Only 183 units worth $5 million and above were sold from January to July this year - close to the 187 moved in the first seven months of 2008, according to Urban Redevelopment Authority data.

It marks a nosedive from the corresponding period in 2010, which saw 444 transactions, and in 2011, which saw 310.

Those numbers all pale in comparison with the 814 high-end homes sold in January through July in the boom year of 2007 at a median $2,470.50 psf.

R'ST Research director Ong Kah Seng said the luxury market never quite recovered from the hammering it took in 2009 from the global financial crisis.

A mere 106 homes worth $5million and above were sold from January to July 2009, while the median sale price fell to $2,126.50 psf during those seven months, down from $2,705 psf in the corresponding period in 2008.

The introduction of the additional buyers' stamp duty in December 2011 was also a hammer blow on the high-end segment, Mr Ong said, adding that demand for posh pads has also been affected by the weak global economy.

"Expatriates seconded to Singapore are increasingly either mid- level or senior level with limited housing allowances," he noted.

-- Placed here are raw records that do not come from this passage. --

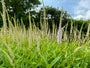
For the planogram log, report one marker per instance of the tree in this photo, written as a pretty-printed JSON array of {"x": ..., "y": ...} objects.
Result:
[{"x": 19, "y": 7}]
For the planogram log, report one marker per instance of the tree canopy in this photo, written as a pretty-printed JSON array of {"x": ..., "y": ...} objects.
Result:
[{"x": 19, "y": 7}]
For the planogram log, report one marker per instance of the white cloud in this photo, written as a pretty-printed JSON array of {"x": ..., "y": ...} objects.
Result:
[{"x": 82, "y": 10}]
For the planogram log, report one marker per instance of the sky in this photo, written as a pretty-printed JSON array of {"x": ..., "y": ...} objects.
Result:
[{"x": 78, "y": 9}]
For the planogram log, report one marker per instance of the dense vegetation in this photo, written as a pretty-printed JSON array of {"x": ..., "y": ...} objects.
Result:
[{"x": 37, "y": 47}]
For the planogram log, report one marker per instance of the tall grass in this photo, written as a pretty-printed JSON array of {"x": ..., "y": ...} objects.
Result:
[{"x": 39, "y": 48}]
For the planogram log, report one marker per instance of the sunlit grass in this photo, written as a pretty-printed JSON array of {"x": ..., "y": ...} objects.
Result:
[{"x": 38, "y": 48}]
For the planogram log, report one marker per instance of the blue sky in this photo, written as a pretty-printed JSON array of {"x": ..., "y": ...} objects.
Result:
[{"x": 79, "y": 9}]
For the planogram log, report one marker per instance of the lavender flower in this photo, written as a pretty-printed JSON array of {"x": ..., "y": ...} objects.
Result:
[{"x": 59, "y": 35}]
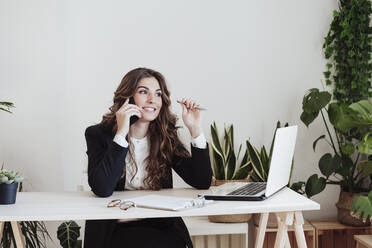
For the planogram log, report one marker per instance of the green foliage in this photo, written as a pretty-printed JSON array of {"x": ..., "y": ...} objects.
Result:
[
  {"x": 341, "y": 167},
  {"x": 68, "y": 234},
  {"x": 362, "y": 207},
  {"x": 34, "y": 232},
  {"x": 224, "y": 160},
  {"x": 8, "y": 177},
  {"x": 348, "y": 48},
  {"x": 5, "y": 106}
]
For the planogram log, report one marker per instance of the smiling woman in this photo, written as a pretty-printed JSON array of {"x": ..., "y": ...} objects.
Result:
[{"x": 126, "y": 154}]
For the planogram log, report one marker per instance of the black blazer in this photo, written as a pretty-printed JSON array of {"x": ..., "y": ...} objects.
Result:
[{"x": 105, "y": 166}]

A Savills Singapore report yesterday said the average monthly rents of high-end units it tracks fell for an eighth straight quarter in April through June, dipping 0.2 per cent to $4.86 psf per month.

"Rents for luxury homes may remain stagnant until year's end as most of the new supply is unsold units held by developers who cannot lease them," said Savills.

Another factor is competition from other international cities.

Out of nine luxury markets across Asia that Jones Lang LaSalle tracks, Singapore was the only one that posted a price drop from the preceding quarter, and where prices in the second quarter fell year on year.